Les Avadânas, contes et apologues indiens/86

Traduction par Stanislas Julien.
Paris B. Duprat (2p. 43-47).

LXXXVI

L’HOMME RICHE ET LES VRAIES PERLES.

(On n’obtient rien sans peine.)


Il y avait jadis un maître de maison qui était extrêmement riche. Il possédait toute sorte de choses précieuses, à l’exception des vraies perles[1]. Il ne pouvait s’en consoler. En conséquence, il emmena plusieurs personnes, et s’embarqua avec elles pour aller pêcher des perles. Après avoir traversé bien des dangers, il arriva dans un endroit abondant en perles. Il se piqua le corps et recueillit le sang, qui sortait de sa blessure, dans un sac imperméable qu’il suspendit au fond de la mer. Les huîtres à perles ayant senti l’odeur du sang, vinrent pour le sucer. Il put alors se procurer de précieuses huîtres, les ouvrit et en retira des perles. Après trois ans de recherches assidues, il en trouva de quoi orner une ceinture, puis il retourna encore au bord de la mer. Ses compagnons voyant qu’il avait trouvé des perles d’un grand prix, formèrent le projet de le faire périr. Étant sortis tous ensemble pour puiser de l’eau, ils poussèrent cet homme dans un puits qu’ils recouvrirent, et s’en allèrent. Le maître de maison tomba au fond du puits. Quelque temps après, il aperçut un lion qui sortait d’une caverne voisine pour venir se désaltérer, et il fut saisi d’effroi. Quand le lion se fut retiré, il s’échappa par une cavité souterraine et revint dans son pays. Ses compagnons étant revenus aussi, il les appela et leur dit : « Vous vous êtes emparés de ma ceinture de perles, et comme personne ne vous voyait, vous avez voulu me faire périr. Si vous désirez que je garde un profond silence sur cet attentat, rendez-moi mes joyaux ; je vous promets de ne jamais vous dénoncer. »

Ces hommes furent tellement effrayés qu’ils lui rendirent toutes ses perles. Le maître de maison ayant recouvré toutes les perles qui lui avaient été enlevées, les rapporta dans sa demeure. Il avait deux enfants qui se mirent à jouer avec ces perles. Ils se demandèrent entre eux : « D’où viennent ces perles ? »

L’un d’eux dit : « Elles sont nées dans notre sac. « L’autre dit : « Elles sont nées dans notre jarre. »

Ce que voyant le père, il ne put s’empêcher de rire. Sa femme lui en ayant demandé la cause, il lui répondit : « J’ai trouvé ces perles à force de peines et de fatigues. Ces petits enfants les ont obtenues de moi, mais ils ignorent toutes les circonstances, et disent qu’elles sont nées dans un sac ou dans une jarre. »

Le Bouddha dit à Ananda : « Vous voyez seulement que je suis devenu Bouddha, mais vous ignorez que je n’ai obtenu cette dignité qu’après m’être livré, depuis un nombre infini de kalpas jusqu’à ce jour, aux études les plus assidues et aux austérités les plus pénibles. Et vous dites que c’est chose facile ! Vous ressemblez à ce petit garçon qui disait que les perles étaient nées dans une jarre.

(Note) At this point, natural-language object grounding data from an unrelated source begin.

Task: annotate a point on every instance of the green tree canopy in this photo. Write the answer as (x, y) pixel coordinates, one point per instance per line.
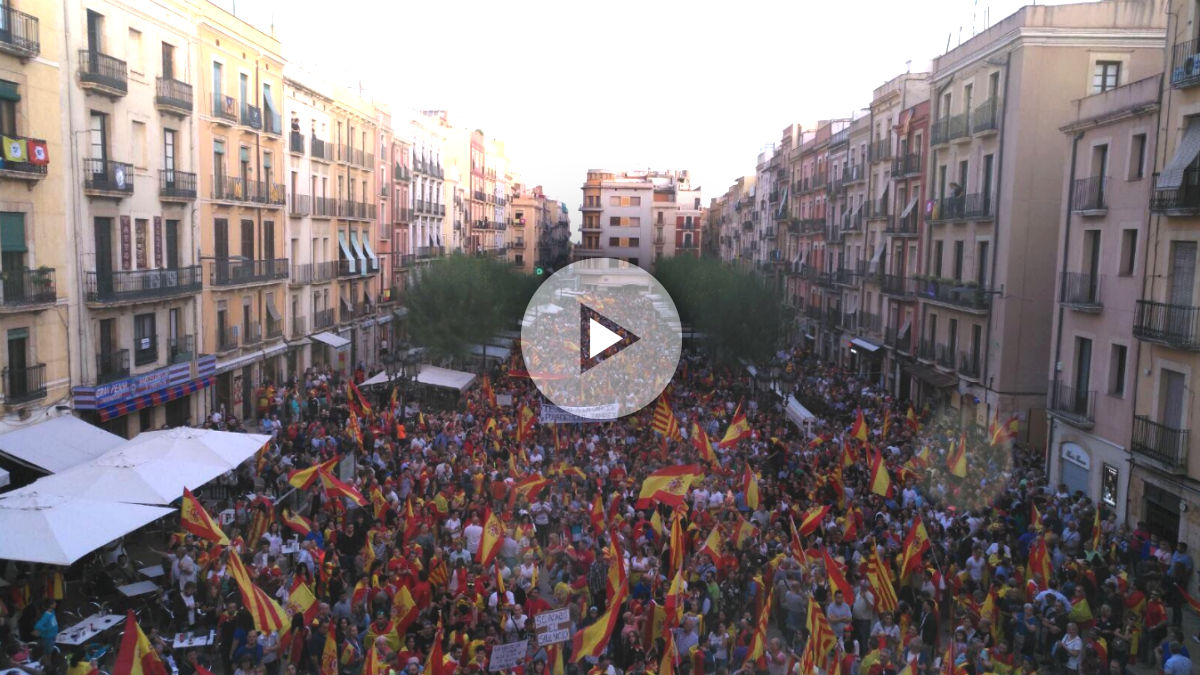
(461, 300)
(739, 314)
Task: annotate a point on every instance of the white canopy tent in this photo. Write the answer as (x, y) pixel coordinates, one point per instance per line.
(58, 444)
(201, 446)
(138, 475)
(60, 530)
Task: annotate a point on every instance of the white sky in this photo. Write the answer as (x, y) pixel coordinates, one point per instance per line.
(624, 84)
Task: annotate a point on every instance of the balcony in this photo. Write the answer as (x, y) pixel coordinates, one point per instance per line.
(1164, 443)
(112, 365)
(987, 117)
(321, 150)
(1072, 404)
(1081, 292)
(173, 96)
(28, 169)
(106, 178)
(225, 109)
(142, 285)
(177, 185)
(24, 384)
(1186, 64)
(322, 318)
(102, 73)
(235, 272)
(898, 285)
(313, 273)
(1089, 196)
(145, 350)
(1174, 326)
(181, 350)
(19, 35)
(25, 288)
(969, 365)
(227, 339)
(965, 296)
(907, 165)
(251, 117)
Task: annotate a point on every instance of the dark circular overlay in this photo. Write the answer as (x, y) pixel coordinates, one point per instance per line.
(562, 320)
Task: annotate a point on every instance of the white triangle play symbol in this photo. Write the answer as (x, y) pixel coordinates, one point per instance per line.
(599, 338)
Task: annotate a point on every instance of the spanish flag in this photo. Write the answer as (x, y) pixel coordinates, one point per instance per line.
(490, 542)
(750, 488)
(669, 485)
(738, 430)
(136, 656)
(811, 519)
(267, 613)
(593, 639)
(957, 459)
(858, 430)
(196, 520)
(881, 482)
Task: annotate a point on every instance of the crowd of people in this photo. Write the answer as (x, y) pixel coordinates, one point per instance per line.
(399, 583)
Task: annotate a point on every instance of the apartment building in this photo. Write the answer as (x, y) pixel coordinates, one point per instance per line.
(994, 174)
(639, 215)
(1101, 279)
(241, 207)
(132, 189)
(1165, 463)
(36, 270)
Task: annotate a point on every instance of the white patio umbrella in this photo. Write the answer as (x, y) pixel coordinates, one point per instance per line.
(139, 475)
(201, 446)
(58, 530)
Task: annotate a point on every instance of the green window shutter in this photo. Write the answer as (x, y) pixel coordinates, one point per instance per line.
(12, 232)
(9, 90)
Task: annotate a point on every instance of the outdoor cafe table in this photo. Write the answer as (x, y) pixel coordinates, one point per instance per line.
(137, 589)
(88, 628)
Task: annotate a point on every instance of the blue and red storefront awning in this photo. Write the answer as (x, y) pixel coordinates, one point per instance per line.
(155, 399)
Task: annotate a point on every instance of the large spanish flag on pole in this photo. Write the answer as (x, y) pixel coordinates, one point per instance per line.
(669, 485)
(267, 613)
(196, 520)
(136, 656)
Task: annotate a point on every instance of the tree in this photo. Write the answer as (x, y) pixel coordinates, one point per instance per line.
(462, 300)
(739, 314)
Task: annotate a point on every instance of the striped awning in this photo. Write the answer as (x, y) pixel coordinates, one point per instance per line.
(155, 399)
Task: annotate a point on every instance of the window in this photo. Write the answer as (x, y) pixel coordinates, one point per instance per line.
(1107, 76)
(1116, 370)
(1128, 251)
(1138, 156)
(145, 342)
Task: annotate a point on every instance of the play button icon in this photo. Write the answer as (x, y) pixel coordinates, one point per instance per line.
(600, 339)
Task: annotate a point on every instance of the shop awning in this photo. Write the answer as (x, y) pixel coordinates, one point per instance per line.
(58, 444)
(335, 341)
(1171, 175)
(156, 399)
(865, 344)
(346, 251)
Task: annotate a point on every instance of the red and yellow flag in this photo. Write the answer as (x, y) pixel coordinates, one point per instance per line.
(490, 542)
(136, 656)
(267, 613)
(196, 520)
(858, 430)
(669, 485)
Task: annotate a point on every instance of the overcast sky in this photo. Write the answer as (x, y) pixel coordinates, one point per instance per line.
(624, 84)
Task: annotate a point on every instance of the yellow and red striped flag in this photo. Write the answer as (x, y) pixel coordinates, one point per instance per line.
(136, 656)
(669, 485)
(196, 520)
(267, 613)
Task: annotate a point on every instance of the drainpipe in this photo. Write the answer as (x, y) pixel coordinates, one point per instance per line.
(1066, 251)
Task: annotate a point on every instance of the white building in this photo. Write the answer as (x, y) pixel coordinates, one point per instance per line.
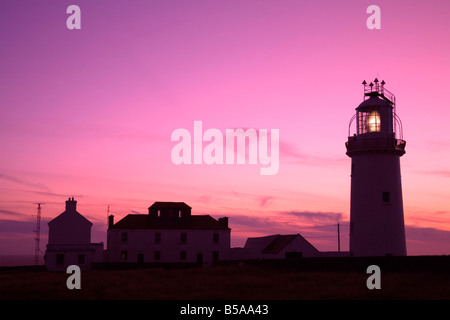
(168, 234)
(376, 207)
(69, 241)
(279, 247)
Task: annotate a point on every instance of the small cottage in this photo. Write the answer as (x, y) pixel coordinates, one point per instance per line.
(69, 241)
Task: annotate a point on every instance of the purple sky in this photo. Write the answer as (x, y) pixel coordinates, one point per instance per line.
(89, 113)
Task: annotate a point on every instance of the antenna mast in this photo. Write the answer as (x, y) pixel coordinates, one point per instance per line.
(37, 238)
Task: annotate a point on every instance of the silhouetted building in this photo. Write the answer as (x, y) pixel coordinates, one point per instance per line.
(168, 234)
(69, 241)
(376, 208)
(279, 247)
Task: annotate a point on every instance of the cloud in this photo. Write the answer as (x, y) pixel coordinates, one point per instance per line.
(291, 152)
(427, 241)
(317, 217)
(439, 173)
(24, 182)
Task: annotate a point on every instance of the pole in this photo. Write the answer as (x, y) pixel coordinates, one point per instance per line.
(339, 239)
(38, 235)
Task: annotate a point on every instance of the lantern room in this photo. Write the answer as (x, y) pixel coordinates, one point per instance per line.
(375, 125)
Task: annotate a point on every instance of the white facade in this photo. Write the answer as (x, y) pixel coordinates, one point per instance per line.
(172, 246)
(168, 234)
(376, 206)
(69, 241)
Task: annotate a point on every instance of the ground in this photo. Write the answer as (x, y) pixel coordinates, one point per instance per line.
(249, 282)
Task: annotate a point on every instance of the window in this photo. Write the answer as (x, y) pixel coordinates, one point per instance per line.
(60, 259)
(369, 121)
(183, 255)
(183, 237)
(215, 255)
(124, 238)
(157, 255)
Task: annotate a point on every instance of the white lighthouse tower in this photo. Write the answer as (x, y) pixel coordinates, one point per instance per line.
(376, 206)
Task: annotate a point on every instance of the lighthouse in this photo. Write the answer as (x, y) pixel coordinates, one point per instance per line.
(375, 144)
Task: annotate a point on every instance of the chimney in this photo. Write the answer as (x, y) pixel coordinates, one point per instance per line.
(110, 221)
(71, 205)
(224, 221)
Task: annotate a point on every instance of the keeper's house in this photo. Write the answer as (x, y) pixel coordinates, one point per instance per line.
(69, 241)
(168, 234)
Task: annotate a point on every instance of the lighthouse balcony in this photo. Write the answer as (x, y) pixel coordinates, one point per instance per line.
(357, 145)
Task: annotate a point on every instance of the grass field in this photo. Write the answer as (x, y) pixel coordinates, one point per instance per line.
(221, 282)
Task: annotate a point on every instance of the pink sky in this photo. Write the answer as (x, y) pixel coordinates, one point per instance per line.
(89, 113)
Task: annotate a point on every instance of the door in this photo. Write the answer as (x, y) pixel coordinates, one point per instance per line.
(200, 258)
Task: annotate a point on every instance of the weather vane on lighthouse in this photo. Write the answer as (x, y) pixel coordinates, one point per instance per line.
(376, 205)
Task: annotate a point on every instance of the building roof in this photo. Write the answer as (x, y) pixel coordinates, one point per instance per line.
(162, 205)
(69, 217)
(195, 222)
(279, 243)
(274, 244)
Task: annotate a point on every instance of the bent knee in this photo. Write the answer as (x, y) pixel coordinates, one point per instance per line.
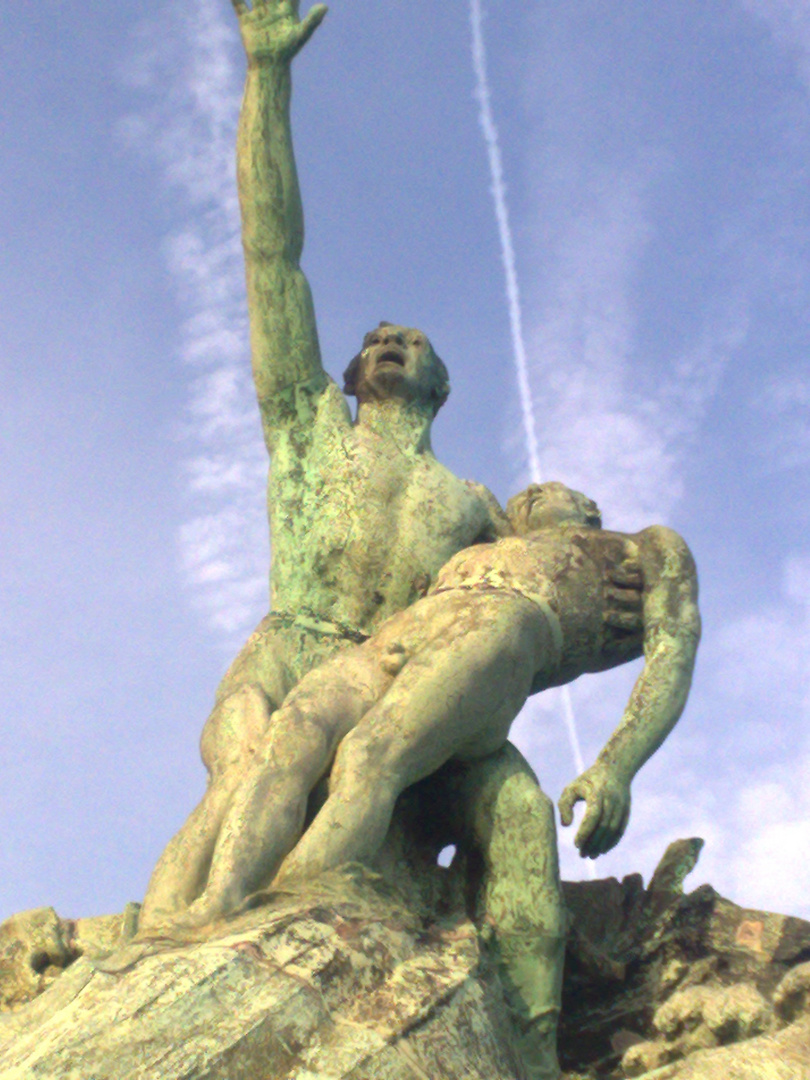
(235, 728)
(368, 758)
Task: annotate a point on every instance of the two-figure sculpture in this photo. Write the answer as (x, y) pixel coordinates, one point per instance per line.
(412, 618)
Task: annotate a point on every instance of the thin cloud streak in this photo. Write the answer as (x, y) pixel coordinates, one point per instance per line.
(191, 79)
(491, 140)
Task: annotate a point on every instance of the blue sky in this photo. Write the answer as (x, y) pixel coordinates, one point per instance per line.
(656, 162)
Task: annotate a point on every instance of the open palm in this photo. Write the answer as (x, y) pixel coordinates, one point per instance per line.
(272, 30)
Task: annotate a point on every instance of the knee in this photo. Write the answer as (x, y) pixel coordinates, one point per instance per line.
(234, 728)
(366, 763)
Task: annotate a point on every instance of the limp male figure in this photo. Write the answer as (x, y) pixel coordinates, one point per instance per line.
(362, 514)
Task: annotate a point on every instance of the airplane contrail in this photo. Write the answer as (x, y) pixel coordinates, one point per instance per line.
(491, 140)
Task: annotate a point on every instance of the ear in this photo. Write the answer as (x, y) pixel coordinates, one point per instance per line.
(350, 376)
(441, 391)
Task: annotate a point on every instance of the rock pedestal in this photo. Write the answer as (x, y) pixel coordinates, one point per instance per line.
(350, 979)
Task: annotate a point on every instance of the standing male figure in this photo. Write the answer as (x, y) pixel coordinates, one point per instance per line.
(362, 514)
(362, 517)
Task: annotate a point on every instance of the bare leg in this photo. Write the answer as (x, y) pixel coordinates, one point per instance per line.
(231, 733)
(458, 694)
(511, 822)
(265, 817)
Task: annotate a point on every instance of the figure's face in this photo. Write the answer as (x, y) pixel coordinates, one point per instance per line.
(399, 363)
(541, 505)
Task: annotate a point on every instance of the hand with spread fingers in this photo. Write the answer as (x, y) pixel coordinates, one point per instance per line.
(607, 801)
(271, 29)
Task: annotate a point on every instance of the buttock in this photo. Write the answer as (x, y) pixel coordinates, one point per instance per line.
(278, 655)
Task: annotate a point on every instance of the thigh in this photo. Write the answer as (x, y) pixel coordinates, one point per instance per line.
(457, 696)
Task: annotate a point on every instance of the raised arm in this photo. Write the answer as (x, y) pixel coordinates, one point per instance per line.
(283, 335)
(671, 635)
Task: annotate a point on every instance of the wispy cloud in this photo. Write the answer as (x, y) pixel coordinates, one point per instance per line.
(788, 21)
(187, 69)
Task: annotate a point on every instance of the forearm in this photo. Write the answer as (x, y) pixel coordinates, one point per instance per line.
(656, 704)
(284, 345)
(272, 217)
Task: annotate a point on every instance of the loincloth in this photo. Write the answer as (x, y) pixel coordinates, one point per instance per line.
(511, 590)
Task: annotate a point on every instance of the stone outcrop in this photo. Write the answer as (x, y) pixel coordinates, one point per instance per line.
(349, 979)
(683, 986)
(338, 982)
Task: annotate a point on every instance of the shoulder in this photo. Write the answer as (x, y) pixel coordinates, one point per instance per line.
(310, 404)
(665, 542)
(494, 518)
(666, 561)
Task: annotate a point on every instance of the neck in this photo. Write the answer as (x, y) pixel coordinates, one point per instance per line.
(403, 423)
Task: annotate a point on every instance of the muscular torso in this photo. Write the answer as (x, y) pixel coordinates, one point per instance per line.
(361, 526)
(566, 571)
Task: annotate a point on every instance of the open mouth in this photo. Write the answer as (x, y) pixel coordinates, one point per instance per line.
(391, 356)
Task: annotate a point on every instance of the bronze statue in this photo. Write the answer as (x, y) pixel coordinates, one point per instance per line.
(372, 541)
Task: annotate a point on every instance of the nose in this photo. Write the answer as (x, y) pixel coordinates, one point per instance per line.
(393, 338)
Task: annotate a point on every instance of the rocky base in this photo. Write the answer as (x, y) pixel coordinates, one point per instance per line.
(346, 980)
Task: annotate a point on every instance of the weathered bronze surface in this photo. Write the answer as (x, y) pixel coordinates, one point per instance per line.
(410, 619)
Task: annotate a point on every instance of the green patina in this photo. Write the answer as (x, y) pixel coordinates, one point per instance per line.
(410, 618)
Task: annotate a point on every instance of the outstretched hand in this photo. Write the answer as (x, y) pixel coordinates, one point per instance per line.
(272, 30)
(607, 810)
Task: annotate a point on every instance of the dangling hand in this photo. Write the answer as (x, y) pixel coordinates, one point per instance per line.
(607, 801)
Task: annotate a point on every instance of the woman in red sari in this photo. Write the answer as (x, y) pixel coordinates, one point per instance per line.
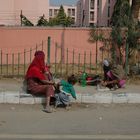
(37, 84)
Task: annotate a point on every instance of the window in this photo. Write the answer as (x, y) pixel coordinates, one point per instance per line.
(109, 11)
(50, 12)
(91, 16)
(55, 12)
(108, 23)
(69, 12)
(92, 4)
(73, 12)
(98, 2)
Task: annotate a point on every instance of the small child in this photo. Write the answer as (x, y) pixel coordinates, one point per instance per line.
(62, 98)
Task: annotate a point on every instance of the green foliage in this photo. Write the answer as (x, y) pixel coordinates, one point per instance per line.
(122, 18)
(42, 21)
(25, 21)
(61, 19)
(95, 35)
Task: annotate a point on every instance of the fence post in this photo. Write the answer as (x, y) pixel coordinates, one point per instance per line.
(67, 63)
(90, 61)
(42, 45)
(13, 64)
(79, 63)
(73, 62)
(84, 61)
(1, 62)
(30, 55)
(36, 47)
(24, 61)
(55, 57)
(126, 57)
(7, 62)
(49, 43)
(18, 62)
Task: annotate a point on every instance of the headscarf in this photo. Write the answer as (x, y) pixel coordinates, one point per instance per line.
(106, 63)
(37, 67)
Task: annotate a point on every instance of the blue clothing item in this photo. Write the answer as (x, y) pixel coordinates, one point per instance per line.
(62, 99)
(68, 88)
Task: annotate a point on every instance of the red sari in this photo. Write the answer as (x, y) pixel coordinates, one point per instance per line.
(35, 74)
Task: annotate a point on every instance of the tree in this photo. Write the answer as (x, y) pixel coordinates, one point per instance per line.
(42, 21)
(122, 20)
(96, 36)
(61, 19)
(25, 21)
(135, 8)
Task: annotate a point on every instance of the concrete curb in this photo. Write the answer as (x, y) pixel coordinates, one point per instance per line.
(97, 97)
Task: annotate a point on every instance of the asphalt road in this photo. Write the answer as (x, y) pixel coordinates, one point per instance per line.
(82, 121)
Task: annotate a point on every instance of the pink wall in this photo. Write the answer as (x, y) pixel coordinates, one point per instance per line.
(10, 10)
(16, 39)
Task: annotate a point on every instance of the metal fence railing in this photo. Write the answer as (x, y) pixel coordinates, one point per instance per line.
(63, 61)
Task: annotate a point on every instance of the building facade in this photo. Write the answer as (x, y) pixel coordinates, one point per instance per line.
(69, 10)
(94, 12)
(10, 10)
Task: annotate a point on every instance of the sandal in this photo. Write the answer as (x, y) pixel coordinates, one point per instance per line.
(48, 110)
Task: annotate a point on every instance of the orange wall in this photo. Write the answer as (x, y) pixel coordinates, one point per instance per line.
(16, 39)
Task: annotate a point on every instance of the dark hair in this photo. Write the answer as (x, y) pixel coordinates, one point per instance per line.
(39, 53)
(72, 79)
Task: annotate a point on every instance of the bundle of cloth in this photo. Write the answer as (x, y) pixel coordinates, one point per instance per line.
(114, 75)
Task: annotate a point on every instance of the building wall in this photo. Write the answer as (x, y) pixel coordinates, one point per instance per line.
(100, 12)
(7, 12)
(18, 39)
(32, 9)
(53, 11)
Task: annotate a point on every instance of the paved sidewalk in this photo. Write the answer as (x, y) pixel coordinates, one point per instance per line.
(11, 92)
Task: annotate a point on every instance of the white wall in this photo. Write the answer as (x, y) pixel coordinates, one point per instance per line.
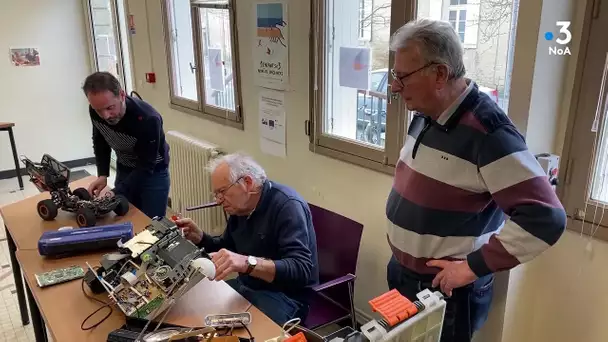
(45, 102)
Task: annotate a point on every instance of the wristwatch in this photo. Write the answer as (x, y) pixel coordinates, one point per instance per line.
(251, 263)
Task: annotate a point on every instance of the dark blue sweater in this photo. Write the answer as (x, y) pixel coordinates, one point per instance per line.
(138, 140)
(279, 229)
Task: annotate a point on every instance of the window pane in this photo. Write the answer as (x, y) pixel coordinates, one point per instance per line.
(461, 27)
(355, 101)
(463, 15)
(599, 179)
(217, 55)
(105, 41)
(182, 50)
(487, 36)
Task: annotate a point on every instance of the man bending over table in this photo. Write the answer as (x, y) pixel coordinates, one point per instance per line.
(269, 239)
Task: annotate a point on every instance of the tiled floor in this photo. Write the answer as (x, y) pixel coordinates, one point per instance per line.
(10, 318)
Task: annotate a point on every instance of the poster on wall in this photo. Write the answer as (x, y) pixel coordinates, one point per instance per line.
(25, 57)
(272, 123)
(271, 45)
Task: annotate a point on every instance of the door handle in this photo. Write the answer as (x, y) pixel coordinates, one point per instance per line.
(391, 96)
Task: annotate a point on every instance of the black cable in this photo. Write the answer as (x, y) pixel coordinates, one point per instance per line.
(105, 305)
(251, 339)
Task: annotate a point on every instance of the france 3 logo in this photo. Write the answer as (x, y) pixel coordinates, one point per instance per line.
(562, 38)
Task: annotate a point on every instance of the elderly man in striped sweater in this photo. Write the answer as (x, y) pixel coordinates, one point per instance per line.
(463, 170)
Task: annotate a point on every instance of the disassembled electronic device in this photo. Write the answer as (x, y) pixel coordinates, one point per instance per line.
(59, 276)
(53, 176)
(151, 270)
(68, 241)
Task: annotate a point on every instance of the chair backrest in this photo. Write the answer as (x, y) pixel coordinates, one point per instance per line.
(338, 240)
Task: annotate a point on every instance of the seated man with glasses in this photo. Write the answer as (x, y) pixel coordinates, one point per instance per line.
(269, 239)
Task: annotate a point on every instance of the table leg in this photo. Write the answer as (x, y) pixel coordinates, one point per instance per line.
(25, 320)
(37, 322)
(15, 157)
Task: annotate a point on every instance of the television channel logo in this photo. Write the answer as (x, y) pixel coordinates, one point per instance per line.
(563, 38)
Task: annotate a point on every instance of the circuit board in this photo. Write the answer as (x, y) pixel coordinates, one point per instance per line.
(140, 299)
(60, 275)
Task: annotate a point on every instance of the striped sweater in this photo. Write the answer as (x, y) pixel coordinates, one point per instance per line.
(456, 182)
(138, 141)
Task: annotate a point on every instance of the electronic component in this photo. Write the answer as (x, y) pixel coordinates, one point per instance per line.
(152, 269)
(228, 320)
(404, 320)
(60, 275)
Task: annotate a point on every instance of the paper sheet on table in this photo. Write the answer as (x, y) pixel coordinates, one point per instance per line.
(272, 123)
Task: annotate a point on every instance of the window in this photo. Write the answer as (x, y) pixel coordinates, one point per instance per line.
(355, 117)
(365, 20)
(464, 17)
(487, 30)
(583, 186)
(110, 43)
(458, 19)
(201, 48)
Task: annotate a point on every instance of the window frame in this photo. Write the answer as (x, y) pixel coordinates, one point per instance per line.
(375, 158)
(124, 79)
(200, 108)
(577, 156)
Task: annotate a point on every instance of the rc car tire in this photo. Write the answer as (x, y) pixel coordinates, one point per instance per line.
(122, 207)
(47, 209)
(86, 217)
(83, 194)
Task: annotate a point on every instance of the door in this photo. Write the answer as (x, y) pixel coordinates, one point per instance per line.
(108, 21)
(585, 184)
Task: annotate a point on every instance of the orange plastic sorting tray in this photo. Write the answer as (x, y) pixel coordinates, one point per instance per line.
(393, 307)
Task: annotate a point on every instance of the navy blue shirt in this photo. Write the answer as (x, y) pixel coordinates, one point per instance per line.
(279, 229)
(137, 139)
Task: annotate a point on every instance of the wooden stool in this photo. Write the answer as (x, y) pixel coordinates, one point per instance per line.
(8, 126)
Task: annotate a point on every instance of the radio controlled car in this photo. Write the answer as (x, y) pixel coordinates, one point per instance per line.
(53, 176)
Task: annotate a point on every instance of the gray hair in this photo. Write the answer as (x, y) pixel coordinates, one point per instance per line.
(437, 40)
(240, 165)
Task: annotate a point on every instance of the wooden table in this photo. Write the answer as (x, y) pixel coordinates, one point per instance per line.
(63, 307)
(8, 126)
(24, 227)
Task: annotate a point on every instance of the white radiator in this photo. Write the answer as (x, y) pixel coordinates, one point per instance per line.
(191, 182)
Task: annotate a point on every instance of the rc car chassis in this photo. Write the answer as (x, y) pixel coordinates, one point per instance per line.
(52, 176)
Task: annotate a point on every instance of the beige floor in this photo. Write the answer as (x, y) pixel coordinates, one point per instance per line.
(10, 318)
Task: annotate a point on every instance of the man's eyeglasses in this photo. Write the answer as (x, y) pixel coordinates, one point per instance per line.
(400, 79)
(219, 194)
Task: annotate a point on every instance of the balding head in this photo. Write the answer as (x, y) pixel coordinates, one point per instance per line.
(236, 180)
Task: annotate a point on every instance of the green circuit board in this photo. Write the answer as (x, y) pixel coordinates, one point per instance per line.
(60, 275)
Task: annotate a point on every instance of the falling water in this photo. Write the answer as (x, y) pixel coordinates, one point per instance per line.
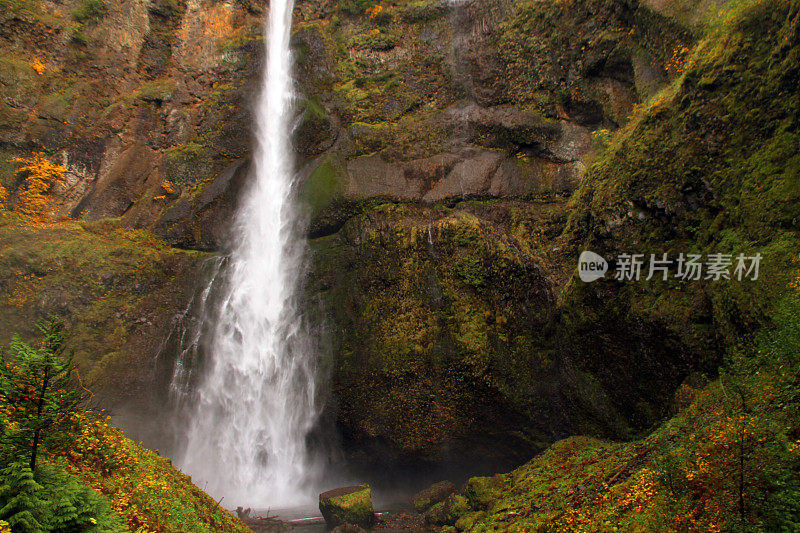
(252, 406)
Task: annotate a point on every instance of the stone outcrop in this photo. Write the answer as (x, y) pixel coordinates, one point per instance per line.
(347, 505)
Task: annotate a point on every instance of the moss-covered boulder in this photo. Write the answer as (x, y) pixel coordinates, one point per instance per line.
(447, 512)
(347, 505)
(434, 494)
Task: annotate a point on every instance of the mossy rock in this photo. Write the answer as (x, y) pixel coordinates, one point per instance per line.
(447, 512)
(347, 505)
(468, 521)
(481, 491)
(434, 494)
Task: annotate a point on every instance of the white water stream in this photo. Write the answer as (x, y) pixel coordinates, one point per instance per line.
(249, 413)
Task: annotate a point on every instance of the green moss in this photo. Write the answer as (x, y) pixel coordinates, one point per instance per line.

(Extrait de l’ouvrage intitulé : Tchou-king-siouen-tsi-pi-yu-king.)
  1. Le texte porte Tch’i-tchin-tchou, expression qui répond, dans le Si-yu-ki, au mot sanscrit Padmarâga, rubis. Il est évident qu’il n’est point question ici de rubis, puisque ce maître de maison, pour obtenir ce qui lui manque, va chercher dans la mer des huîtres à perles.